Migrating from Behave to BehaveX

BehaveX is a drop-in wrapper over Behave — your existing feature files and step definitions work unchanged. However, there are a few behavioral differences to be aware of when migrating, particularly when running tests in parallel.

1. Hooks Behavior

Behave’s standard hooks (before_all, before_feature, before_scenario, etc.) work in BehaveX, but their firing frequency changes depending on the parallel scheme. For example, in --parallel-scheme scenario, before_feature and after_feature fire once per scenario rather than once per feature.
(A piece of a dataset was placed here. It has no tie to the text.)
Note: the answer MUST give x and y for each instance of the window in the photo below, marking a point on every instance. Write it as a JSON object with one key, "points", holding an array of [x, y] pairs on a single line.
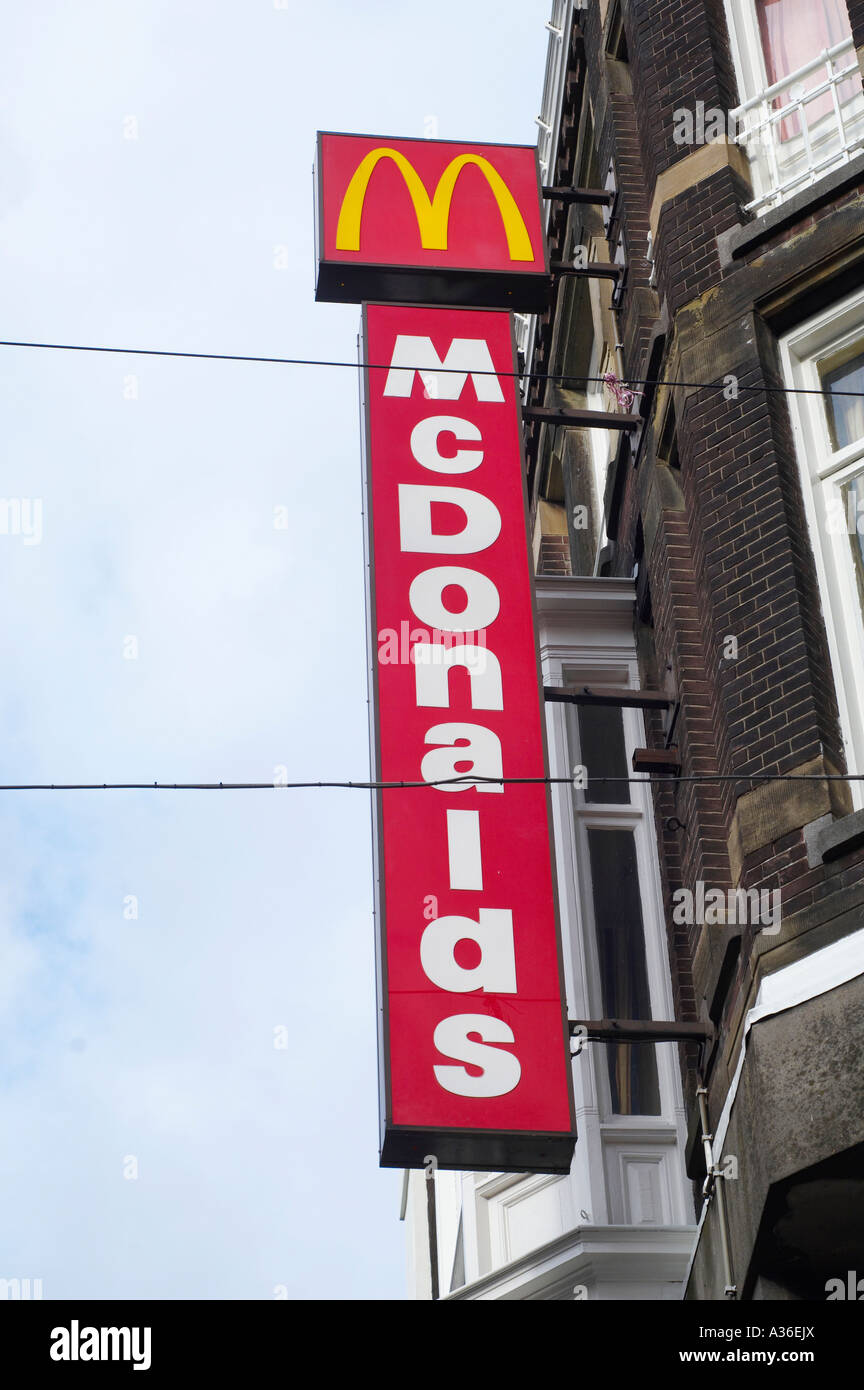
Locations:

Review the Hook Firing Matrix before migrating any setup or teardown logic.

BehaveX also introduces two new hooks not available in Behave:

  • before_all_workers — runs once in the coordinator process before any parallel worker starts.

  • after_all_workers — runs once in the coordinator process after all workers finish.

These fill a critical gap in Behave’s lifecycle: they give you a single place for global setup and teardown that must not repeat across workers. See BehaveX-Specific Hooks for full documentation and examples.

2. Logs in Parallel Execution

When running tests in parallel, log output is not printed to the console during execution. Instead, BehaveX generates a dedicated log file for each scenario, which is linked directly in the HTML report. This keeps the console clean during parallel runs while still giving you full per-scenario log detail in the report.

3. Supported Arguments

Not all Behave CLI arguments are supported by BehaveX, and BehaveX adds its own set of arguments for parallel execution, reporting, and test control. Before migrating your CI scripts or run configurations, review:

4. Using an existing behave.ini

BehaveX auto-discovers behavex.cfg, behavex.ini, and behave.ini in the current working directory. It reads BehaveX parameters only from files that contain at least one BehaveX-specific section ([params], [output], [test_run], or [progress_bar]).

If your project already has a behave.ini with only a [behave] section, BehaveX leaves it untouched and lets Behave handle it. This means:

  • Multi-line continuation values in behave.ini (standard configparser syntax) are fully supported — BehaveX will not try to parse them.

  • There is no need to maintain separate config files for BehaveX and Behave if you only need Behave settings.

To add BehaveX-specific settings alongside your existing behave.ini, either add a [params] section to it or create a separate behavex.cfg / behavex.ini file in the same directory.

See CLI Reference for the full list of configurable parameters.

5. Local packages and sys.path

BehaveX automatically adds the project root (the directory you run behavex from) to sys.path. This means local packages sitting alongside your features/ folder are importable from environment.py and step definitions without any extra configuration:

project/
├── automation/        ← importable as "from automation import ..."
└── features/
    ├── environment.py
    └── steps/

This works in all execution modes — single-process, feature-parallel, and scenario-parallel — including inside spawned worker processes on macOS and Windows. There is no need to set PYTHONPATH=. when running BehaveX.

6. Allure Reports

If you were using Behave’s standard Allure formatter, do not use it with BehaveX. The standard formatter breaks under parallel execution because each worker writes to the same output directory concurrently, producing incomplete or corrupted reports.

BehaveX ships its own Allure formatter that processes the consolidated report.json after all parallel workers finish, ensuring results from all processes are correctly aggregated. See Allure Reports Integration for setup instructions.